I first came across Joseph Kanon when I read his novel The Good German. It’s a literary thriller, with a lot to think about in addition to following the page-turner of a plot. So I was delighted when he came to talk at the Fairfield Public Library in Connecticut a week or so ago. (In case you missed that, he’s appearing again at R.J. Julia in Madison CT on July 18th at 7pm.) He talked about how he wrote his novel (longhand on yellow legal pads in the New York Public Library) and how his latest book, Istanbul Passage came to be. He was kind enough to agree to answering some additional questions.
GC: You said you were a person who writes their novels without plotting them out. Have you ever taken a writing class or workshop? And if yes, did you find it helpful in actually writing your books? I ask, because so many classes want you to plot out the book from start to finish.
JK: No, I have never taken a workshop, though I was a guest teacher once or twice. I think the question of outline is simply a matter of temperament– some writers prefer them, some don’t– and there are no particular advantages to either side (it really depends on the writer). I’ve never used a proper outline but of course at a certain point in the narrative you have to have at least an over-arching sense of where it’s going and how it ends (though not necessarily the particulars). Working from a detailed outline would take much of the pleasurable surprise out of the process for me, but someone else may well feel at sea without one.
GC: I think you said that you’d visited Istanbul 5 times. Were all those visits related to the book?
JK: The first time I went to Istanbul I was simply a tourist (in fact, my wife and I were celebrating our anniversary) but all subsequent trips, however delightful, all had to do with researching the book. The most recent, last February, well after the book was finished, was to film the author video (see link on my website, Amazon, et al.). (GC: This is well worth seeing if you want to see the background for the book.)

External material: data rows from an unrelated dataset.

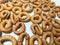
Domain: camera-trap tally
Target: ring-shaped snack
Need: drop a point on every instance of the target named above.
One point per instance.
(30, 9)
(17, 3)
(36, 29)
(56, 23)
(56, 32)
(33, 38)
(36, 5)
(14, 18)
(56, 8)
(36, 19)
(52, 4)
(5, 14)
(37, 11)
(1, 7)
(17, 26)
(45, 7)
(16, 10)
(8, 6)
(57, 41)
(8, 38)
(45, 16)
(52, 13)
(33, 1)
(6, 26)
(26, 36)
(58, 14)
(24, 16)
(45, 35)
(47, 26)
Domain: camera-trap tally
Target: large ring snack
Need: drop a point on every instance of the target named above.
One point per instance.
(23, 35)
(8, 38)
(33, 38)
(6, 26)
(27, 10)
(14, 18)
(22, 18)
(5, 14)
(45, 35)
(36, 19)
(36, 29)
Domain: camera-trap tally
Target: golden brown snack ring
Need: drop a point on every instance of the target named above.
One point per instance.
(56, 32)
(8, 6)
(17, 3)
(24, 1)
(5, 28)
(57, 41)
(23, 35)
(19, 25)
(33, 1)
(36, 19)
(56, 8)
(27, 10)
(37, 11)
(45, 24)
(1, 7)
(58, 14)
(36, 29)
(45, 16)
(33, 38)
(24, 19)
(14, 18)
(52, 13)
(16, 10)
(52, 4)
(45, 7)
(56, 23)
(36, 5)
(48, 34)
(8, 38)
(4, 14)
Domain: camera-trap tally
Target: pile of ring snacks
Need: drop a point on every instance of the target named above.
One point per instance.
(44, 22)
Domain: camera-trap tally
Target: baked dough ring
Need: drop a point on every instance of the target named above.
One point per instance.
(45, 35)
(44, 26)
(24, 19)
(21, 26)
(14, 18)
(56, 32)
(8, 38)
(37, 11)
(23, 35)
(25, 1)
(36, 29)
(52, 13)
(8, 28)
(27, 10)
(17, 3)
(33, 38)
(8, 6)
(56, 23)
(5, 14)
(45, 7)
(1, 7)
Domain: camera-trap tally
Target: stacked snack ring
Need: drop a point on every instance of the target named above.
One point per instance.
(15, 14)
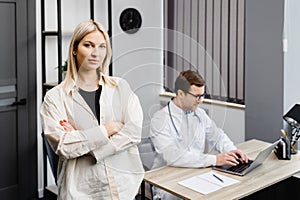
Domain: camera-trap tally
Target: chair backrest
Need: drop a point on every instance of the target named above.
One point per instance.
(53, 157)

GC: When you get an idea for a book, clearly the location is one of the most important ‘characters’ (rather like Alexandria and Laurence Durrell). Have any of your books been inspired by a place first, before the characters and plot?
JK: All of the books have more or less been inspired by place, but especially Los Alamos. The Good German really began with an interest in the postwar Allied Occupation, so another setting might well have occurred to me but, happily, I was fascinated by Berlin, whose stories seem inexhaustible. In fact, I’m planning to set my next book there again, this time with more focus on East Berlin and the rise of the GDR.
GC: What made you choose the time period immediately following WW2 as your preferred period? Does it have something to do with the murkiness of the loyalties/situations/duty that existed at that time? (Versus the more absolute moral certainties – right or wrong – that one uses to make decisions during wartime.)
JK: Yes, very much. To use a movie metaphor, the war begins with the black and white moral clarity of Casablanca, but it ends with the gray, murky, more compromised world of The Third Man. I think this is the world we inherited, more complicated and nuanced than what came before (or so it seems to us). But from a writer’s point of view, the immediate postwar period also has the advantage (to my mind) of being inherently dramatic– everything that happens then, in the aftermath of the war, takes on real importance. Decisions made then will reverberate for decades. So who made them and why? This seemed/seems to me an irresistible subject. (Of course, it also now has the pragmatic advantage for me of having already done so much research in the period…)
GC: I’ve just finished the novel, by the way, and love the way JK gives one several ‘what would I do?’ conundrums, but also makes his characters real, so that as the tension builds to a white-knuckle ending, you really care what happens to them. Highly recommended if you like thoughtful thrillers, romance and adventure.